Ah, Christmas — the time of year when magazines abound with recipes promising taste sensations derived solely from rainbows and snowflakes. At least that’s my assumption because they are the only things not on the list of excluded ingredients. Consider a delectable chocolate cake that carries no sin because it has no fat, sugar, or, I imagine, chocolate. Or Eggnog without eggs, and perhaps, without nog. Now don’t get me wrong, my guts have their own temperamental preferences and I have a very solid track record at substituting ingredients until there is nothing left from the original recipe — and yet, I think perhaps my direction is often a little different from the new secrets unveiled in this year’s holiday edition of Happy Housekeeping or Thin is In. You see, I am of two minds. One mind says, if it is to be a delectable indulgence, then pile on the eggs, cream, and butter — just don’t do it very often. And use organic, locally sourced ingredients where possible.
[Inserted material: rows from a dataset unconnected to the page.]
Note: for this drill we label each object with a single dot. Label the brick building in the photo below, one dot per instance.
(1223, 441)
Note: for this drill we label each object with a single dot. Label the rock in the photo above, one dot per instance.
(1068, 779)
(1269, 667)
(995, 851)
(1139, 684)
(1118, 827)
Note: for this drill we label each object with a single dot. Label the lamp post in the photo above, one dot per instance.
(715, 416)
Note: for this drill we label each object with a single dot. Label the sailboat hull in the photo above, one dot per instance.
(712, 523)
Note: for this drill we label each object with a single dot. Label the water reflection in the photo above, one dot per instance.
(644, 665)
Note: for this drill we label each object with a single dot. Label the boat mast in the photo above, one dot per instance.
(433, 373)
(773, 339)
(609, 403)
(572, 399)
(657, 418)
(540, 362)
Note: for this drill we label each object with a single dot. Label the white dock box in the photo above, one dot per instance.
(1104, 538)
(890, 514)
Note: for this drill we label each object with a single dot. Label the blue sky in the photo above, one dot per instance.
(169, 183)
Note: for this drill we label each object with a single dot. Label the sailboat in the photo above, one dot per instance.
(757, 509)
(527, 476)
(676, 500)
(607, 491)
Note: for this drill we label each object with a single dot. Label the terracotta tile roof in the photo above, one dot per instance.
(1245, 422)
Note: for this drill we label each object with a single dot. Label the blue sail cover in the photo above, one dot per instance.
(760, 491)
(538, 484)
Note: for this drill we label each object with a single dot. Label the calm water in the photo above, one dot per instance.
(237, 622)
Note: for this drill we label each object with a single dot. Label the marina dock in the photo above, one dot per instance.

Kind of hard with the chocolate, but we’re none of us perfect. The second tells me to listen to my body, and not overload it with things that make me feel, frankly, sick. I am reminded of this as I peer through the haze of a sugar hangover brought on by too many Christmas cookies — ironically indulged in at a meeting of organic growers. So, I shall continue to work towards moderation, and in the meantime share a recipe that I can really get behind — for both it’s local provenance and its whole-hearted support of the much-maligned fat known as lard. A Toronto Star article from last year boasted lard’s health benefits relative to butter, with the caveat that it must be pure. The kind available commercially is often hydrogenated to last longer, negating some of those benefits, and unless otherwise stated, comes from industrial pig farms which I won’t go into here — we’d all lose our appetites. So instead, look for a farmer or a friend with a pig (or who had a pig) and see if you can beg or barter for some good quality lard. Dig out some local root vegetables and you’re on your way to a Yukon-grown Christmas pudding that will satisfy any traditionalist — ideally doused in rum sauce, of course. Whether you yield to the temptation for seconds is entirely your choice — I take no responsibility for the consequences.
Shiela’s Steamed Pudding Pattern
My friend Shiela gives patterns, not recipes, to be adjusted to the available ingredients and tastes of each chef. Enjoy!
½ c fat (lard, suet or butter if you must)
½ c sugar
1 egg (optional)
2 c dried fruit (eg: raisins, currants, cranberries, apricots etc.)
½ c nuts (optional)
2 ½ c grated vegetables(carrots, potatoes, sweet potatoes etc.)
2 c flour (any kind)
1 tsp. baking soda Spices to suit: cinnamon, nutmeg, allspice, ginger, etc.
½ tsp. salt
• Soak fruit in hot water to cover until plump, then drain.
• Cream together fat and sugar, then add in grated vegetables.
• Mix dry ingredients,
• add to wet and mix well, and then add soaked fruit.
• Fill ovenproof bowl 2/3 full and steam for 2 ½ hours.
• A great gift idea is to make mini-puddings in mason jars — they will need less time, and will seal if the lids are put on as soon as they are done. To steam, place bowl on a rack in a covered pot and keep water level above the bottom of the bowl — you will likely need to top it up from time to time.